Vee shakes her head.

"Maybe you lost it?" I goes on. "It wa'n't much."

"Then you wouldn't care if I had?" says she.

"I wanted you to keep it," says I; "but of course, after all the row Aunty raised over it, I knew you couldn't."

"Couldn't I, though?" says she, and with that she fishes up the end of a little gold neck chain from under some lace—and hanged if there ain't the ring!

"Vee!" says I, sort of tingly all over as I gazes at her. "Say, you're a corker, though! Why, I thought sure you'd——"

"Silly boy!" says she. "I'll just have to pay you for that. You will think horrid things of me, will you? There!"

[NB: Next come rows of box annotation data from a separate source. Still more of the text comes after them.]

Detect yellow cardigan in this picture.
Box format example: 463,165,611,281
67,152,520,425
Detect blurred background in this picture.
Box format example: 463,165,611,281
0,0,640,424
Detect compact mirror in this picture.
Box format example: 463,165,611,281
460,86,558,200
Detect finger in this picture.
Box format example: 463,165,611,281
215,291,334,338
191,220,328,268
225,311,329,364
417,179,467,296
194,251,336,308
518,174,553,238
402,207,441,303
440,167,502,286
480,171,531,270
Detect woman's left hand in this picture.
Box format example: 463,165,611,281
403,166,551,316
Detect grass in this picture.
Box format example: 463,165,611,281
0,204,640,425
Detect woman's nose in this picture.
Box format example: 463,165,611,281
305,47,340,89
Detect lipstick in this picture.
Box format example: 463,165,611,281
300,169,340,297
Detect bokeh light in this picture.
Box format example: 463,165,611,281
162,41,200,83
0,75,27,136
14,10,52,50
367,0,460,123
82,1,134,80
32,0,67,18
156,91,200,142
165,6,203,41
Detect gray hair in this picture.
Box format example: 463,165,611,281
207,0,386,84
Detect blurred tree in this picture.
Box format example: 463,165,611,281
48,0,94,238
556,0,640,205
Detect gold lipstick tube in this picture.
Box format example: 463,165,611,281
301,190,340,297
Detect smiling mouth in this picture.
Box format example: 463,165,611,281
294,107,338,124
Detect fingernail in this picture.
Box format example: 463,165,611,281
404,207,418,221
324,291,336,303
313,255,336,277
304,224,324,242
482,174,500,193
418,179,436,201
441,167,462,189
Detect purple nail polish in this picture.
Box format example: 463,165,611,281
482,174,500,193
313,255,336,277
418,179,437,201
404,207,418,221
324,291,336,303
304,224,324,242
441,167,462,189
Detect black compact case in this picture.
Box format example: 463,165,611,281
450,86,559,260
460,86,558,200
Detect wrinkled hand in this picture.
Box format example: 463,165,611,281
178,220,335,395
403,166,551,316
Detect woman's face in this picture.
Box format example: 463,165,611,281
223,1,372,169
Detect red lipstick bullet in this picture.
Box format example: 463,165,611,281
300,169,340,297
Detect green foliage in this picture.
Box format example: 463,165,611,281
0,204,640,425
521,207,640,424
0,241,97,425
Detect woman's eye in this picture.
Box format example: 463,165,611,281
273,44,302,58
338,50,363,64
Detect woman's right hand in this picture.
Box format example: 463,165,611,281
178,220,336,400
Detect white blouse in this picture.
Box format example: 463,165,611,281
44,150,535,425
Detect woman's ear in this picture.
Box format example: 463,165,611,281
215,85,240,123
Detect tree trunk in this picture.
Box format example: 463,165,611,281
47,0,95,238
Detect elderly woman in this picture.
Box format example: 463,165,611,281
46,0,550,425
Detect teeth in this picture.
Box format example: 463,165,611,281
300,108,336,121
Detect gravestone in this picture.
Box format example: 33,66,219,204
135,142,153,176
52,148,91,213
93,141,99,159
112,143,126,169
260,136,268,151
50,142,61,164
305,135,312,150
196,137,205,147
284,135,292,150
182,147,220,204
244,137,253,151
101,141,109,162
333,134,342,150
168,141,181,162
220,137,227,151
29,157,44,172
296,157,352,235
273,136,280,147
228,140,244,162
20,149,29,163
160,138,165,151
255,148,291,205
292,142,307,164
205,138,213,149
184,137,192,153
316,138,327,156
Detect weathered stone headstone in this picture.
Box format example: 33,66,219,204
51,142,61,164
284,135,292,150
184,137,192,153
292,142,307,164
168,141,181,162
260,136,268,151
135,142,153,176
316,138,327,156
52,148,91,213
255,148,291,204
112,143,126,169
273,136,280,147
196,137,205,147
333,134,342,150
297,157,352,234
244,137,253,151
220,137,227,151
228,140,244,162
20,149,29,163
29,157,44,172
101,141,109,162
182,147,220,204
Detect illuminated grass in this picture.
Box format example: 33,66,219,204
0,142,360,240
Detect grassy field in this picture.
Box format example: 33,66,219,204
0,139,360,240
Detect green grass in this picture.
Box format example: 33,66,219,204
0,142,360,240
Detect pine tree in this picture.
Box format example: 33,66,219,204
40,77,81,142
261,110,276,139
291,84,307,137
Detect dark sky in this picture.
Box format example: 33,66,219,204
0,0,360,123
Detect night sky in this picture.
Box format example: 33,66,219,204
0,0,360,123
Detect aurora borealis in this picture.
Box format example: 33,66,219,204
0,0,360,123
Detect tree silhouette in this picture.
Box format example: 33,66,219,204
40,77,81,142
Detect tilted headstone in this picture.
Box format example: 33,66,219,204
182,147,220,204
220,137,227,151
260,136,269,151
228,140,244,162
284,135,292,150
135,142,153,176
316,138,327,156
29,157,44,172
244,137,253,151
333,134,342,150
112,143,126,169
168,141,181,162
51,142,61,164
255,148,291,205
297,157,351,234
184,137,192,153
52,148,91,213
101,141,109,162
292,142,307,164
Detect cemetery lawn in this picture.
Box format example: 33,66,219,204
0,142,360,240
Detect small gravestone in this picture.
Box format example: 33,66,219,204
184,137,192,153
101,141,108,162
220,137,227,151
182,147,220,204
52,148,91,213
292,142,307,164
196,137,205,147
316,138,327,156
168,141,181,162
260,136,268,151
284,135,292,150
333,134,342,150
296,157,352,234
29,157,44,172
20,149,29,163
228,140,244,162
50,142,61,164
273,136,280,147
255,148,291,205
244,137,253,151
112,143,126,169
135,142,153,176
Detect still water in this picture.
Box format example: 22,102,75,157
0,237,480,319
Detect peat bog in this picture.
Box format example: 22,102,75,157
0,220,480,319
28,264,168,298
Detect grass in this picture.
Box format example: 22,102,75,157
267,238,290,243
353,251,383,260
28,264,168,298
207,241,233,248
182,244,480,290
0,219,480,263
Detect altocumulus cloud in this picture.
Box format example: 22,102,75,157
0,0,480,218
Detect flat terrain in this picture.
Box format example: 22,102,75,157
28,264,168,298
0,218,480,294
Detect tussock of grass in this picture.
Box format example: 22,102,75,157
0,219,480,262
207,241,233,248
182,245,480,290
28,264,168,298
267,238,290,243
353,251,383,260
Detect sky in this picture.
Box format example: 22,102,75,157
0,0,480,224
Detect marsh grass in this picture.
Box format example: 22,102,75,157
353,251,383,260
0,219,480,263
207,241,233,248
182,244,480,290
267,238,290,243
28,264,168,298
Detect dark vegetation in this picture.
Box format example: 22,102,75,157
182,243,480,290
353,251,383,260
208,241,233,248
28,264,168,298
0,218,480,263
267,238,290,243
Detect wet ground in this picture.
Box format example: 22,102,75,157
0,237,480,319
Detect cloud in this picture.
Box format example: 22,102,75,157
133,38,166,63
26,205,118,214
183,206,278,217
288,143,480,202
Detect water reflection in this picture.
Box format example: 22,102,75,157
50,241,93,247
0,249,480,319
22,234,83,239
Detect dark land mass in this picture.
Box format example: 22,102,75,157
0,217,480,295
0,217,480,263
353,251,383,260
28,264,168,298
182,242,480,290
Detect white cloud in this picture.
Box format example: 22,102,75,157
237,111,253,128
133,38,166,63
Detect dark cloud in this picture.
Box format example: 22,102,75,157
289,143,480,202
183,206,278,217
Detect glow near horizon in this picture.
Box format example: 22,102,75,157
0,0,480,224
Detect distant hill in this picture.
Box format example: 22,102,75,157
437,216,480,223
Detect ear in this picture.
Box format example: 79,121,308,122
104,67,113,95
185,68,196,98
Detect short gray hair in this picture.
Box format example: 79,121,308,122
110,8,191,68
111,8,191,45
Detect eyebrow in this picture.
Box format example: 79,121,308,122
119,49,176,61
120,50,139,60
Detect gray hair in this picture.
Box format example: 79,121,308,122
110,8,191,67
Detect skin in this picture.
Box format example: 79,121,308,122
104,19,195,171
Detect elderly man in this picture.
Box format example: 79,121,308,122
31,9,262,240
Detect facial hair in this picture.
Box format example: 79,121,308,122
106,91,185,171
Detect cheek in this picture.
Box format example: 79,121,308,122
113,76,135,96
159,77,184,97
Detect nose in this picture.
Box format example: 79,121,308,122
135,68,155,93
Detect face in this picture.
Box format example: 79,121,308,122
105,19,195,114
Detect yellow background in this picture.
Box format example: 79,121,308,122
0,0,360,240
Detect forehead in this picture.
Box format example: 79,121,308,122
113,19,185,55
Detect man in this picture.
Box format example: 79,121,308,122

She does things in a flash when she cuts loose too. Next I knew she has her fingers in what Eulalia calls my crimson crest and is rumplin' up all them curls I'd been so careful to slick back. I grabbed her wrists, and it was more or less of a rough-house scene we was indulgin' in, when all of a sudden the draperies are brushed back, and in stalks Aunty, with Cousin Eulalia trailin' behind.

"Ver-ona!" Talk about havin' a pitcher of cracked ice slipped down your back! Say, there was more chills in that one word than ever blew down from Medicine Hat. "What," goes on Aunty, "does this mean?"

"It—it's a new game," says I, grinnin' foolish.

"As old as Satan, I should say!" raps out Aunty.

"Why," squeals Cousin Eulalia gushy, "here is our Unknown Knight, the first to come back with his tribute! Let's see, what was it you said you were going to do? Oh, I know—take a chance on something fresh, wasn't it? Well?"

"Ye-e-es," says I. "And I guess I did."

"Trust him for that!" snorts Aunty. "Young man, at our last interview I thought I made it quite clear that I should not expect you to return?"

"That's right," says I, edgin' around her towards the door. "And you wa'n't, was you?"

Some glance she shot over; but it didn't prove fatal. And as I rides down I couldn't help swappin' a wink with the elevator boy.

"Feelin' frisky, eh?" says he. "So was them other young guys. One of 'em tipped me a half."

"That kind would," says I. "They're comin' back. I'm escapin'."

But, say, who do you guess wins out for Wednesday night? Ah, rattle 'em again! Eulalia fixed it up. Said it was Vee's decision, and she was bound to stick by the rules of the game, even if they did have to throw a bluff to Aunty. Uh-huh! I've got three orchestra seats right in my pocket, and a table engaged for supper afterwards. Oh, I don't know. Eulalia ain't so batty, after all.